When the Raiders named Sandra Douglass Morgan the NFL’s first Black female president Thursday, a lifetime football man applauded from his home in Green Valley.

“I loved it,” Roy Shivers said about a person of color knocking down barriers and stereotypes — something he did for more than three decades in the Canadian Football League en route to becoming pro football’s first Black general manager in 1995.

The longtime Southern Nevada resident will be enshrined in the league’s Hall of Fame September 16 during a ceremony at Tim Hortons Field in Hamilton, Ontario. He said he was proud of what he accomplished as a CFL pioneer.

“I wanted to win football games, but I also wanted to make a change in the way some things were done with Black coaches, administrators and personnel people,” said Shivers, who hired many of them in rebuilding the Saskatchewan Roughriders into Grey Cup contenders.

A running back at Utah State and for the NFL’s St. Louis Cardinals, he later became a UNLV assistant coach under Tony Knap. Shivers, who turned 80 Tuesday, spent 32 years as a CFL scouting and front-office executive.

During his UNLV stint, he recruited record-setting quarterback Sam King and other standouts. Shivers was perhaps best known for turning little-known U.S. college players into bonafide stars north of the border — which led to several NFL scouting opportunities.

“I thought about it, but said I rather be a big fish in a small pond than a little fish in a big pond,” he said. “They pitched the part about retirement (benefits) and all of that and maybe I should have done it. But I enjoyed what I did and where I did it.”

He even enjoyed Saskatchewan. Always one to tell it like it is, Shivers resigned in his seventh season as GM of the publicly owned Roughriders following a disagreement with his board of directors. The next year, the team and staff he had assembled in the forlorn plains of Regina province won the Grey Cup.
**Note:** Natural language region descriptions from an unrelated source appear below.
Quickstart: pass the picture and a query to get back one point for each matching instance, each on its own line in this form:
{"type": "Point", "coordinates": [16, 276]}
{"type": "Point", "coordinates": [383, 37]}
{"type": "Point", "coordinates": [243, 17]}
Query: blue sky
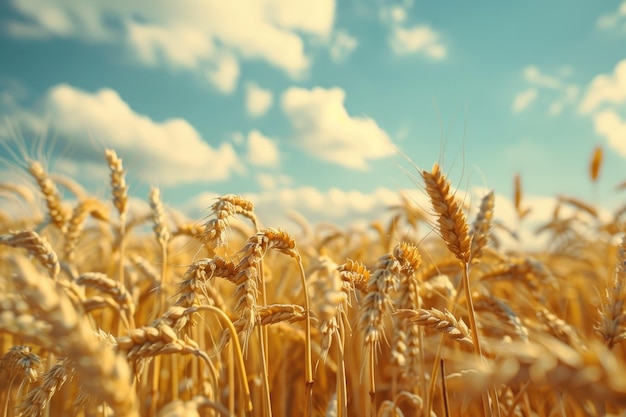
{"type": "Point", "coordinates": [293, 103]}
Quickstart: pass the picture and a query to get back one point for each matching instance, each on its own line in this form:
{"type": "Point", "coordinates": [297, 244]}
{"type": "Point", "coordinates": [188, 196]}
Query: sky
{"type": "Point", "coordinates": [318, 106]}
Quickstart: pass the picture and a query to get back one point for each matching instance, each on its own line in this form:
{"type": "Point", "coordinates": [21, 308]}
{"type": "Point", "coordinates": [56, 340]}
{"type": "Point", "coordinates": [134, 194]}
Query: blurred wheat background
{"type": "Point", "coordinates": [105, 312]}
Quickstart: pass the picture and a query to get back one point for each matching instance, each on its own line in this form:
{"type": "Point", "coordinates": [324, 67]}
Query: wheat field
{"type": "Point", "coordinates": [105, 312]}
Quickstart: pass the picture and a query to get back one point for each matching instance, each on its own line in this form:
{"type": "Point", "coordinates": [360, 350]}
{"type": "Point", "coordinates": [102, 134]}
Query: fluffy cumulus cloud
{"type": "Point", "coordinates": [262, 151]}
{"type": "Point", "coordinates": [323, 127]}
{"type": "Point", "coordinates": [605, 89]}
{"type": "Point", "coordinates": [164, 152]}
{"type": "Point", "coordinates": [610, 125]}
{"type": "Point", "coordinates": [417, 39]}
{"type": "Point", "coordinates": [258, 100]}
{"type": "Point", "coordinates": [405, 39]}
{"type": "Point", "coordinates": [189, 34]}
{"type": "Point", "coordinates": [345, 207]}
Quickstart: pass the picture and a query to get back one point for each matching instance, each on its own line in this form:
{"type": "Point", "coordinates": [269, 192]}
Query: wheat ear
{"type": "Point", "coordinates": [57, 212]}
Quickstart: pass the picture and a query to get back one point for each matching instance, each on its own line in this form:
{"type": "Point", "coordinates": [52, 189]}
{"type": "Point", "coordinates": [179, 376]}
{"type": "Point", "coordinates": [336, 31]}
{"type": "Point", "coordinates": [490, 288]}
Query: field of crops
{"type": "Point", "coordinates": [106, 312]}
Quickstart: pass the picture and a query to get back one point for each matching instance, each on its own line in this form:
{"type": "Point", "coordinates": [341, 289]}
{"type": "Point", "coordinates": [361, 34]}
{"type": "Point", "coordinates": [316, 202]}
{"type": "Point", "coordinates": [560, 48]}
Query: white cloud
{"type": "Point", "coordinates": [345, 207]}
{"type": "Point", "coordinates": [262, 151]}
{"type": "Point", "coordinates": [323, 127]}
{"type": "Point", "coordinates": [605, 88]}
{"type": "Point", "coordinates": [188, 34]}
{"type": "Point", "coordinates": [418, 39]}
{"type": "Point", "coordinates": [404, 39]}
{"type": "Point", "coordinates": [393, 14]}
{"type": "Point", "coordinates": [258, 100]}
{"type": "Point", "coordinates": [612, 20]}
{"type": "Point", "coordinates": [167, 153]}
{"type": "Point", "coordinates": [609, 124]}
{"type": "Point", "coordinates": [342, 45]}
{"type": "Point", "coordinates": [524, 99]}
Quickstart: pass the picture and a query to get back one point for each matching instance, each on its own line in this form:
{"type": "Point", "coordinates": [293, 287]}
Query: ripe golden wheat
{"type": "Point", "coordinates": [100, 318]}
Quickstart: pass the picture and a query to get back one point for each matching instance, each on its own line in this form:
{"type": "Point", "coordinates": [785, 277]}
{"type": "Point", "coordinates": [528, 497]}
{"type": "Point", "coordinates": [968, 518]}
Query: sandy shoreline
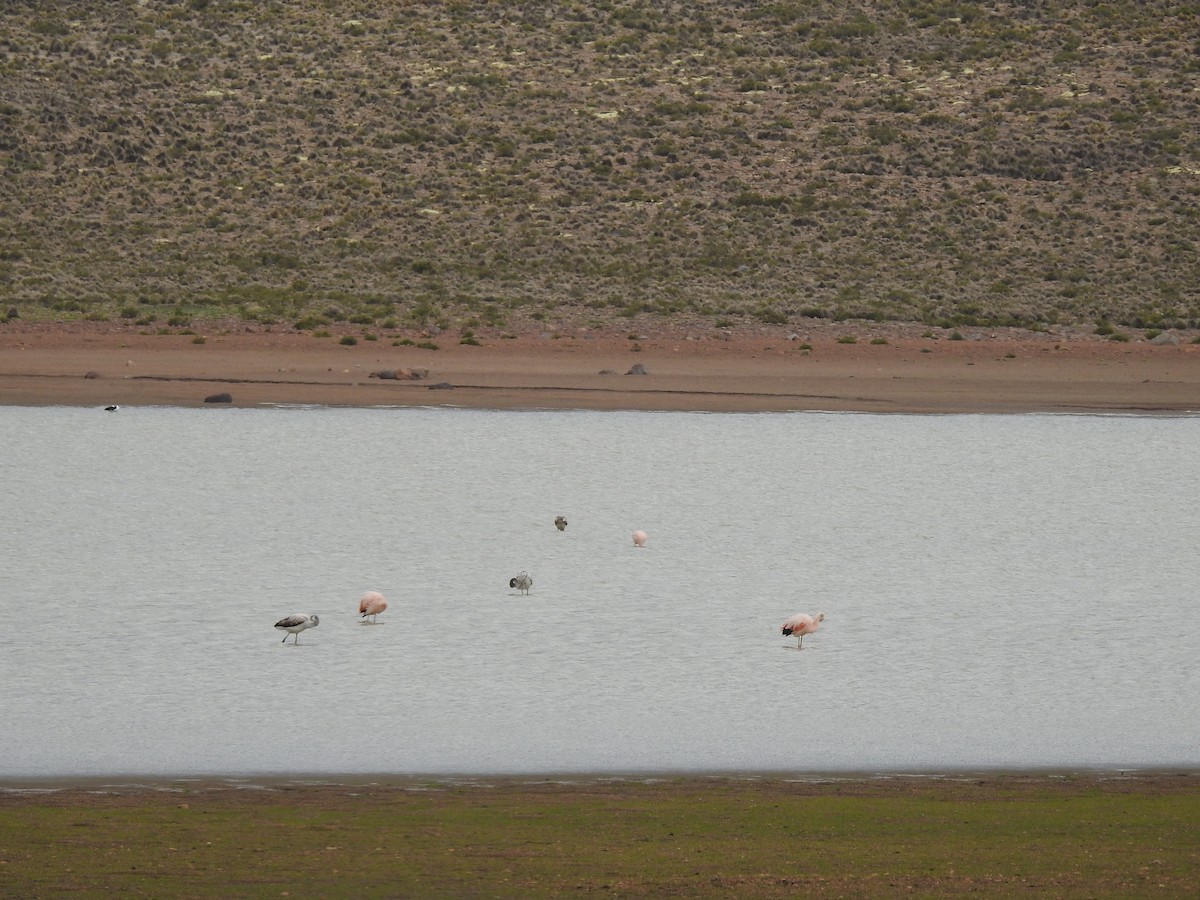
{"type": "Point", "coordinates": [1155, 779]}
{"type": "Point", "coordinates": [810, 370]}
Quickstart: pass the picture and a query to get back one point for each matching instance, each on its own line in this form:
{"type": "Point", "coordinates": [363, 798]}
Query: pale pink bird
{"type": "Point", "coordinates": [802, 624]}
{"type": "Point", "coordinates": [372, 604]}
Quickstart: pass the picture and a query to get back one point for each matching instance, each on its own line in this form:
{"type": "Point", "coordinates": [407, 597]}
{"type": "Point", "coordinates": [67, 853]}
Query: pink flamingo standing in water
{"type": "Point", "coordinates": [802, 624]}
{"type": "Point", "coordinates": [372, 604]}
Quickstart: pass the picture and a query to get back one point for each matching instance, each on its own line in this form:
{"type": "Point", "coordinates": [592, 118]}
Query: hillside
{"type": "Point", "coordinates": [486, 166]}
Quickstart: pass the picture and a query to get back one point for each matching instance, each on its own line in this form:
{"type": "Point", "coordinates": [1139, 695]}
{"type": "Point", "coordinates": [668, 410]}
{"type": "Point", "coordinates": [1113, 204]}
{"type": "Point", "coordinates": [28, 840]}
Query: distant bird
{"type": "Point", "coordinates": [372, 604]}
{"type": "Point", "coordinates": [802, 624]}
{"type": "Point", "coordinates": [295, 624]}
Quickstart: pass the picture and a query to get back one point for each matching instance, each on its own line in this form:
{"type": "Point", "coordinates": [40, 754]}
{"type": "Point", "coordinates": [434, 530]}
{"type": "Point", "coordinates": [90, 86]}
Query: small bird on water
{"type": "Point", "coordinates": [295, 624]}
{"type": "Point", "coordinates": [802, 624]}
{"type": "Point", "coordinates": [372, 604]}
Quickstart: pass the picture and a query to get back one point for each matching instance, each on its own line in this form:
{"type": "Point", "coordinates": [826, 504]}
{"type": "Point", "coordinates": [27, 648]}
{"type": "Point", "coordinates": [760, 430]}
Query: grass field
{"type": "Point", "coordinates": [994, 835]}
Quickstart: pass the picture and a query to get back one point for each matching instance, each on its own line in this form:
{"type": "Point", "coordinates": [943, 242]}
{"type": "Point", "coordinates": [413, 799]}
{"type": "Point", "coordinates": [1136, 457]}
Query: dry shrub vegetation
{"type": "Point", "coordinates": [496, 167]}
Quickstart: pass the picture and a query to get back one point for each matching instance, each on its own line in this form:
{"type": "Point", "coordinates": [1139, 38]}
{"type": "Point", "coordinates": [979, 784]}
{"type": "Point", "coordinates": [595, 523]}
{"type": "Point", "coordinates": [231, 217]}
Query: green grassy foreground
{"type": "Point", "coordinates": [995, 835]}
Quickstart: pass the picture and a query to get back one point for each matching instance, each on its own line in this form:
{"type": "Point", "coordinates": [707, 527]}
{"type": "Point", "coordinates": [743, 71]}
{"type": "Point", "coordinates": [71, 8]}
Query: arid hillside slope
{"type": "Point", "coordinates": [390, 165]}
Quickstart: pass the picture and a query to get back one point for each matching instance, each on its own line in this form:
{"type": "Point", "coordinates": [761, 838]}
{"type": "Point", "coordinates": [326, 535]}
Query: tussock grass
{"type": "Point", "coordinates": [427, 163]}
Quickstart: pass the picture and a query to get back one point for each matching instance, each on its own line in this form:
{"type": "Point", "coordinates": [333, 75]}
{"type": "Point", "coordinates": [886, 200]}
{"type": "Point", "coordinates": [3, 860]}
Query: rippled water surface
{"type": "Point", "coordinates": [999, 591]}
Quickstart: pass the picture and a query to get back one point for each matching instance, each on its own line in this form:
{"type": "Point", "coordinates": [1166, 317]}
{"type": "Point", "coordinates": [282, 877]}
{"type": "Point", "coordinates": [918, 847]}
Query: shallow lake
{"type": "Point", "coordinates": [1000, 592]}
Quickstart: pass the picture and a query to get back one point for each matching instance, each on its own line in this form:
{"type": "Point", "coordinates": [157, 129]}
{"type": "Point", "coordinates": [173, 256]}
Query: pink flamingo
{"type": "Point", "coordinates": [802, 624]}
{"type": "Point", "coordinates": [372, 604]}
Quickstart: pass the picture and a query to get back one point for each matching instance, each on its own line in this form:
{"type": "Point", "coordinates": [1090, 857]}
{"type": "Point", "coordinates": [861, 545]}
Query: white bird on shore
{"type": "Point", "coordinates": [802, 624]}
{"type": "Point", "coordinates": [295, 624]}
{"type": "Point", "coordinates": [372, 604]}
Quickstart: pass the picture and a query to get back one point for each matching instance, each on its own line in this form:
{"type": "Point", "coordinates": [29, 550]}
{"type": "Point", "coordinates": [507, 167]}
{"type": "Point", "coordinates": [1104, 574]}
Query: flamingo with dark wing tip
{"type": "Point", "coordinates": [372, 604]}
{"type": "Point", "coordinates": [295, 624]}
{"type": "Point", "coordinates": [802, 624]}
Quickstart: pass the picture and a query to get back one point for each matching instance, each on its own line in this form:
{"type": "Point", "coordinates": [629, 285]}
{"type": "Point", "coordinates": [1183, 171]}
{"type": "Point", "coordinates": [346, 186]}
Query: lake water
{"type": "Point", "coordinates": [1001, 592]}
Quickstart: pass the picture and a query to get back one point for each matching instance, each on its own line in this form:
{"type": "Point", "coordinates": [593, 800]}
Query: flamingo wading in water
{"type": "Point", "coordinates": [372, 604]}
{"type": "Point", "coordinates": [295, 624]}
{"type": "Point", "coordinates": [802, 624]}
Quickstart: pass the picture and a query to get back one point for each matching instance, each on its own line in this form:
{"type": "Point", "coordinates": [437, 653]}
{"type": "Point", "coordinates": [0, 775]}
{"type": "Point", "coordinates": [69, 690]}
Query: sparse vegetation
{"type": "Point", "coordinates": [467, 166]}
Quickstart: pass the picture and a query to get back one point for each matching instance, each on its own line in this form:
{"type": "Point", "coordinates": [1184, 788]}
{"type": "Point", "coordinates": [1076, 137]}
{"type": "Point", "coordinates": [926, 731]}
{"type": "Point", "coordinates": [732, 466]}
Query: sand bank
{"type": "Point", "coordinates": [815, 370]}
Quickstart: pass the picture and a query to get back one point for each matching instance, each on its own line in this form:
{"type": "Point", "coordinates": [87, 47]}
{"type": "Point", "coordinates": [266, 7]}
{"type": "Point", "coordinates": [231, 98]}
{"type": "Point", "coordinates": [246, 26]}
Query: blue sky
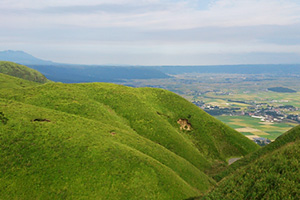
{"type": "Point", "coordinates": [153, 32]}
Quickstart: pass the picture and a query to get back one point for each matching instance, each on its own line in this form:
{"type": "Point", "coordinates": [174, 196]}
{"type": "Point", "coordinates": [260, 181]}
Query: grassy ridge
{"type": "Point", "coordinates": [74, 157]}
{"type": "Point", "coordinates": [138, 109]}
{"type": "Point", "coordinates": [22, 71]}
{"type": "Point", "coordinates": [271, 173]}
{"type": "Point", "coordinates": [289, 137]}
{"type": "Point", "coordinates": [66, 141]}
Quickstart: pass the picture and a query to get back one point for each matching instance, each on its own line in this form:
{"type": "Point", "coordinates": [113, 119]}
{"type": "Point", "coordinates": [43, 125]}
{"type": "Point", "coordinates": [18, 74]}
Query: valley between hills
{"type": "Point", "coordinates": [109, 141]}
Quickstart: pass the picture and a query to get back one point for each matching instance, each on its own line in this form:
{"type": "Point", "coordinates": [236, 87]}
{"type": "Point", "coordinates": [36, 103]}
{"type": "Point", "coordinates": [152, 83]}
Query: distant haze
{"type": "Point", "coordinates": [154, 32]}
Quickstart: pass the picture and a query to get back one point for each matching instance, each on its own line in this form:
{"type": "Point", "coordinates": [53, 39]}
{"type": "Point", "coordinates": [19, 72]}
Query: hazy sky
{"type": "Point", "coordinates": [153, 32]}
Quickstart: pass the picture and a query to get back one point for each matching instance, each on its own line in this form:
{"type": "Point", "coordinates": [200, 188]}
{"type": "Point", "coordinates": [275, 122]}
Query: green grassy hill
{"type": "Point", "coordinates": [106, 141]}
{"type": "Point", "coordinates": [22, 71]}
{"type": "Point", "coordinates": [269, 173]}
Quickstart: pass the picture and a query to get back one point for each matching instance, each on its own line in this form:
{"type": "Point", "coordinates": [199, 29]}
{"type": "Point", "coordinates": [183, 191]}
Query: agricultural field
{"type": "Point", "coordinates": [252, 127]}
{"type": "Point", "coordinates": [236, 96]}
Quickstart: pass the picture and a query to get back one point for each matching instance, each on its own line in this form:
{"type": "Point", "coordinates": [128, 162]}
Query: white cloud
{"type": "Point", "coordinates": [150, 27]}
{"type": "Point", "coordinates": [153, 14]}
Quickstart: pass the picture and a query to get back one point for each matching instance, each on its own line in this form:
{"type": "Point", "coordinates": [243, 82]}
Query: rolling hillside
{"type": "Point", "coordinates": [269, 173]}
{"type": "Point", "coordinates": [22, 71]}
{"type": "Point", "coordinates": [99, 140]}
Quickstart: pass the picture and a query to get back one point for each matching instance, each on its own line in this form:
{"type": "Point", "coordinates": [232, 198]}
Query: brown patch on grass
{"type": "Point", "coordinates": [184, 124]}
{"type": "Point", "coordinates": [41, 120]}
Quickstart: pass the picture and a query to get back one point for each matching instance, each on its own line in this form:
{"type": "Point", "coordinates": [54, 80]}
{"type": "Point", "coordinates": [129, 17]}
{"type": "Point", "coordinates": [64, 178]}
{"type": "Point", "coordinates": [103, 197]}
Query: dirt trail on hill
{"type": "Point", "coordinates": [232, 160]}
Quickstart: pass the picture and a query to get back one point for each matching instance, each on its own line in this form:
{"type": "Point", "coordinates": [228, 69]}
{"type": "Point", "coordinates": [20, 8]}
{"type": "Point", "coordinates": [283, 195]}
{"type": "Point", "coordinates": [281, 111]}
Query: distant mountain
{"type": "Point", "coordinates": [87, 73]}
{"type": "Point", "coordinates": [22, 71]}
{"type": "Point", "coordinates": [22, 58]}
{"type": "Point", "coordinates": [70, 73]}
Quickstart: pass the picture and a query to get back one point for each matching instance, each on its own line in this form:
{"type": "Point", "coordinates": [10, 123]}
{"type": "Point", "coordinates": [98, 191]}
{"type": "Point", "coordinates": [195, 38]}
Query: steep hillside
{"type": "Point", "coordinates": [22, 71]}
{"type": "Point", "coordinates": [66, 141]}
{"type": "Point", "coordinates": [289, 137]}
{"type": "Point", "coordinates": [271, 173]}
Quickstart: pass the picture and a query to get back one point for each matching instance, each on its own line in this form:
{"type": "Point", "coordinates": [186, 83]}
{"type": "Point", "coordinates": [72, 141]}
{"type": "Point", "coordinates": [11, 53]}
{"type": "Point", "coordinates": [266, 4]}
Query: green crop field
{"type": "Point", "coordinates": [255, 126]}
{"type": "Point", "coordinates": [107, 141]}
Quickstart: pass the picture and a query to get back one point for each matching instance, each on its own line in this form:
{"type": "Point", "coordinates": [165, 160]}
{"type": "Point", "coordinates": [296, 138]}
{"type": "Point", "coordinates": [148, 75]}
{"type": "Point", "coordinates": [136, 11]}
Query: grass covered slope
{"type": "Point", "coordinates": [22, 71]}
{"type": "Point", "coordinates": [107, 141]}
{"type": "Point", "coordinates": [291, 136]}
{"type": "Point", "coordinates": [274, 174]}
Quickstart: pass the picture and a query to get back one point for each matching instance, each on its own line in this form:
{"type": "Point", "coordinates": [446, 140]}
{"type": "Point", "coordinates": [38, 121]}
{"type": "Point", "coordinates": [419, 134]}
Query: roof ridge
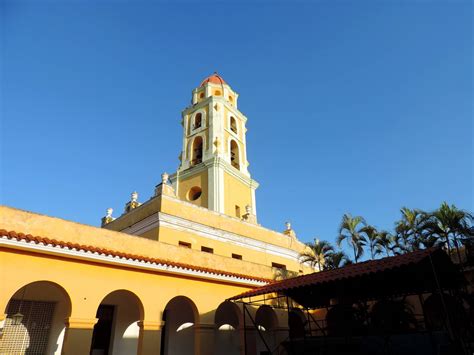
{"type": "Point", "coordinates": [93, 249]}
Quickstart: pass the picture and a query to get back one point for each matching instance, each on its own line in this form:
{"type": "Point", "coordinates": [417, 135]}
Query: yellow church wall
{"type": "Point", "coordinates": [184, 210]}
{"type": "Point", "coordinates": [240, 130]}
{"type": "Point", "coordinates": [136, 215]}
{"type": "Point", "coordinates": [235, 194]}
{"type": "Point", "coordinates": [66, 231]}
{"type": "Point", "coordinates": [87, 284]}
{"type": "Point", "coordinates": [185, 184]}
{"type": "Point", "coordinates": [255, 257]}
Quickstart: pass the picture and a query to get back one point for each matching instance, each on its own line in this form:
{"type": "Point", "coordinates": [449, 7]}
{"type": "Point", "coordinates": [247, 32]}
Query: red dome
{"type": "Point", "coordinates": [214, 79]}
“You could see it coming,” he said of Saskatchewan winning the CFL Super Bowl. “You could (also) stand on a chair and see Chicago, it was so flat.”

Around the horn

— A somewhat dubious date in CFL history was observed Friday. On July 8, 1996, the defunct Las Vegas Posse defeated the equally defunct Sacramento Gold Miners 32-26 in the first CFL game played between U.S. franchises.

Despite being there, I don’t remember much about the game except for riding a rickety elevator/cage to the press box at Hornet Stadium in Sacramento that proved to be slightly less shaky than Canadian football’s future in the United States.

— Facts and observations about longtime Las Vegan George Kunz, who Thursday was named one of 25 senior semifinalists for the Pro Football Hall of Fame’s Class of 2023:

He was the second overall pick in the 1969 NFL draft — behind O.J. Simpson — and made the Pro Bowl seven times in his injury-shortened nine-year career with the Atlanta Falcons and Baltimore Colts. He is considered one of the best offensive linemen of his generation.

He also is considered one of the nicest guys of his — or any — generation.

— Kris Bryant’s return to active duty with the Colorado Rockies is going much better than his recent rehab assignment (lower back) at Las Vegas Ballpark in his hometown.

After getting just one hit in 13 at-bats and striking out seven times times in four games with the Albuquerque Isotopes, entering Saturday’s game the former Bonanza High star was 11-for-28 (.393) since returning to the bigs.

Bryant, the 2016 N.L. MVP, hit his first home run of 2022 off former College of Southern Nevada standout Phil Bickford of the Los Angeles Dodgers Tuesday before adding two more long balls in a 6-5 victory at Arizona Friday night.

0:01

— Carson City sports columnist Joe Santoro, on the possibility of the Pac-12 poaching Boise State and San Diego State to replace Big-10 bound Southern California and UCLA:

“Just when you thought the Mountain West couldn’t get any more meaningless, boring, insignificant, unimportant and trivial, along comes a possible threat that would make it even more meaningless, insignificant and unimportant.”